NOZ: Auch schon bei mittleren Einkommen frisst der höhere Steuertarif Lohnerhöhungen auf…
Lisa Paus: Von einer relevanten Erhöhung des Kindergeldes würden die Familien mit mittlerem Einkommen sehr profitieren. Das halte ich für das bessere Instrument. Es geht nicht um eine Einmalzahlung, sondern um eine dauerhafte Erhöhung des Kindergeldes.
NOZ: In Ihrem Haus wird außerdem das zentrale sozialpolitische Projekt der Ampel - die Kindergrundsicherung - vorbereitet. Bekommt Hartz IV für Kinder nur einen neuen Namen oder werden Kinder künftig mehr Geld als den Regelsatz bekommen?
Lisa Paus: Ich bin zuversichtlich, dass Kinder aus ärmeren Verhältnissen mit der Kindergrundsicherung künftig mehr Geld zum Leben haben. Ich werde alles dafür tun, dass es wirklich zu einer materiellen Verbesserung für die Kinder kommt.
NOZ: Müssen sich Familien wieder auf einen Herbst und Winter mit Home-Schooling und Home-Office einstellen?
Lisa Paus: Wir haben doch erschreckende Befunde der letzten zwei Jahre vorliegen. Die psychosozialen Folgen der Lockdowns sind dramatisch, viele Kinder und Jugendliche haben depressive Symptome. Bis zu einem Schuljahr ist den Kindern verloren gegangen. Wir müssen in diesem Herbst das Versprechen einhalten, dass es keine Kita- und Schulschließungen mehr gibt. Das muss wirklich Priorität haben. Der Entwurf zum Infektionsschutzgesetz ist eine gute Vorbereitung auf den nächsten Corona-Winter.

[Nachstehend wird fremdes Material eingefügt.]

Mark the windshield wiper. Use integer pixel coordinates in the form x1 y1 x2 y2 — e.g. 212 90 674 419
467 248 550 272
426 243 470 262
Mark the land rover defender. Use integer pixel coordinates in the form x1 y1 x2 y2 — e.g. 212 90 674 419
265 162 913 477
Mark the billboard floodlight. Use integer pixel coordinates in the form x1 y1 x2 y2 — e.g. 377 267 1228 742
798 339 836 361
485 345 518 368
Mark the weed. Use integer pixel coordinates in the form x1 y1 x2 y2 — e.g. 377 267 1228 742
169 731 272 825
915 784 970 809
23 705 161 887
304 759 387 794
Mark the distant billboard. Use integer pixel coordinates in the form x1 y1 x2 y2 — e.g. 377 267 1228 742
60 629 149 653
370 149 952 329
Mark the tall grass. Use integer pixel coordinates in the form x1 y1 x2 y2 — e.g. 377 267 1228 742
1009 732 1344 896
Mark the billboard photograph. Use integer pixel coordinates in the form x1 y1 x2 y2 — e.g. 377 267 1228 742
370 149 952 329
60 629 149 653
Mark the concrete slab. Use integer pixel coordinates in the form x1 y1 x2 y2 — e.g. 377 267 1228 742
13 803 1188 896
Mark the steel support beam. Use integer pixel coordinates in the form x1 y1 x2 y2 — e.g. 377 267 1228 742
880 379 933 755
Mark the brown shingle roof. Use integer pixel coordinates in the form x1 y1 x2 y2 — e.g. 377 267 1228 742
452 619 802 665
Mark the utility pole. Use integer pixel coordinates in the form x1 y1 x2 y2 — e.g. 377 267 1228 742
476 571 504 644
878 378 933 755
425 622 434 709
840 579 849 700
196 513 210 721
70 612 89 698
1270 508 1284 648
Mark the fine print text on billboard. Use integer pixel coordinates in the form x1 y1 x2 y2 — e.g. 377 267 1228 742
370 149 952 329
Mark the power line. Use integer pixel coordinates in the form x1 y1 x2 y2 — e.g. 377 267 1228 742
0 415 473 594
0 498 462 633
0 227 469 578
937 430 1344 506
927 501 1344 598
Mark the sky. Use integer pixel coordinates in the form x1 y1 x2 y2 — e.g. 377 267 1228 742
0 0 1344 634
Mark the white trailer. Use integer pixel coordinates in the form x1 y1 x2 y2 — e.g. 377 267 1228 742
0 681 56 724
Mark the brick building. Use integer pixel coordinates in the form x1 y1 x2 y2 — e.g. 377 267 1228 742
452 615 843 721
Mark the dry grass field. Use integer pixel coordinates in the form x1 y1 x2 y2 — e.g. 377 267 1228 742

NOZ: Die Koalition hat das Werbeverbot für Abtreibungen gestrichen. Wollen Sie noch weiter gehen und das Abtreibungsverbot aufheben?
Lisa Paus: Wir werden eine Kommission einsetzen, die ergebnisoffen prüfen soll, ob die derzeitige Regelung noch zeitgemäß ist und welche Folgen sie für die gesundheitliche Versorgung ungewollt Schwangerer hat. Persönlich finde ich, dass Schwangerschaftsabbrüche außerhalb des Strafgesetzbuchs geregelt werden sollten. Aber ich will der Kommission hier nicht vorgreifen. Außerdem bin ich der Überzeugung, dass ein Verbot nicht zu weniger Abbrüchen führt, sondern nur die Gesundheit von Frauen gefährdet. Ich wünsche mir, dass wir noch mit dieser Bundesregierung eine Entscheidung über den Paragrafen 218 treffen werden.